An unusual rise in the value of used cars will result in an average tax increase of $25 for about 12% of county residents, primarily those who own vehicles valued at $20,000 or less, the Fairfax County Department of Tax Administration (DTA) said in a news release yesterday (Tuesday).
“This COVID thing is really making an impact on everything here,” said Juan Rengel, director of the DTA’s Personal Property and Business License Division. “What’s happening with vehicles [is] we are experiencing an increase of about 5% in vehicle values of used cars. Typically, used cars depreciate in value year over year. That’s not the case this year.”
According to Fairfax County, the increase in assessments stems from a reduced supply of vehicles due to global shortages in automobile parts, particularly microchips, and an uptick in demand for used cars over newly manufactured cars from both customers and dealerships.
People holding onto their used cars instead of selling them, low turnover in fleets for rental car companies, and dealerships compensating for the shortage in new vehicles by filling out their lots with used ones are all putting pressure on the used car market, driving up prices, Rengel says.
He added that low interest rates have also been a factor, enabling more people to obtain loans to purchase cars.
Like the rest of Virginia, Fairfax County calculates a vehicle’s assessed value based not on the purchase price, but rather, on the market value of its specific year, make, and model over all the sales for that vehicle as of Jan. 1.
“Whatever the car value is as of January 1, that’s what we use,” Rengel said.
Vehicle taxes can be appealed if the owner believes their vehicle has been overassessed based on body damage, rusting, or high mileage, according to the DTA.
Fairfax County’s current vehicle tax rate is $4.57 per $100 of assessed value. Personal property tax bills will start to go out in the mail soon, with payment for existing and new vehicles registered in the county prior to July 1 due on Oct. 5.
Rengel notes that Virginia partially relieves the tax burden on owners by subsidizing a portion of the first $20,000 of assessed value for vehicles utilized for personal use.

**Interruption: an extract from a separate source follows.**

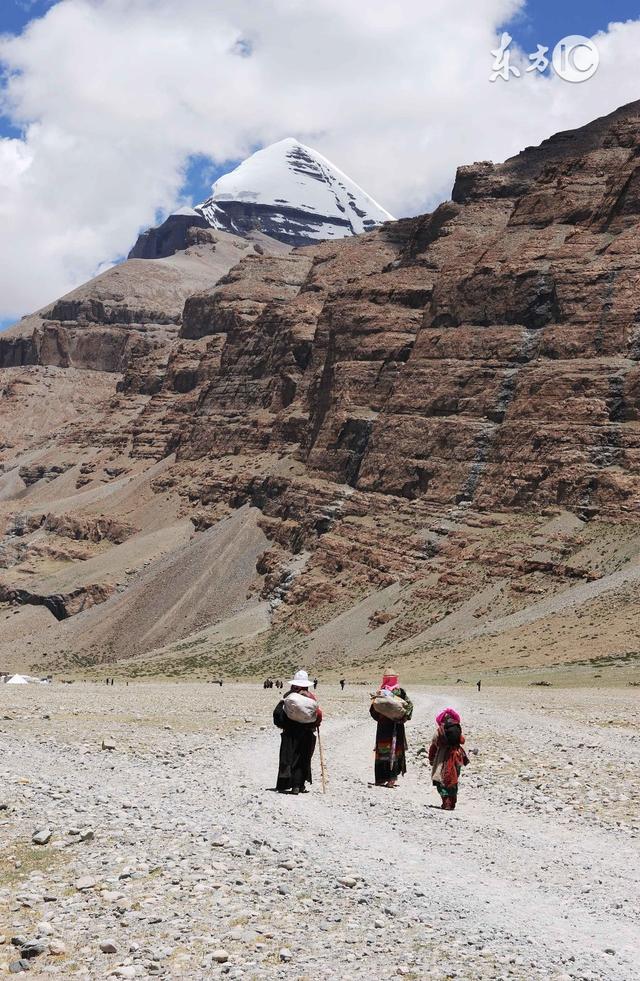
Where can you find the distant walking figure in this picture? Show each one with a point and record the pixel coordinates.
(298, 715)
(391, 741)
(447, 757)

This year, the state will pay 57.5% of the tax bill, though owners are required to certify to the county annually that their vehicle remains qualified to receive the subsidy.
According to Rengel, Fairfax County projects that it will collect $496.7 million in personal property tax revenues this year, all of which will go into the county’s general fund that supports schools, public safety, human services, and other government functions.
Though it’s unusual for car values to go up over the course of a year, the ongoing uncertainty of the pandemic means vehicle taxes could increase again next year.
“If things continue the way they are, we can see prices going up again in 2022, but of course, we’re speculating for 2022 at this point,” Rengel said.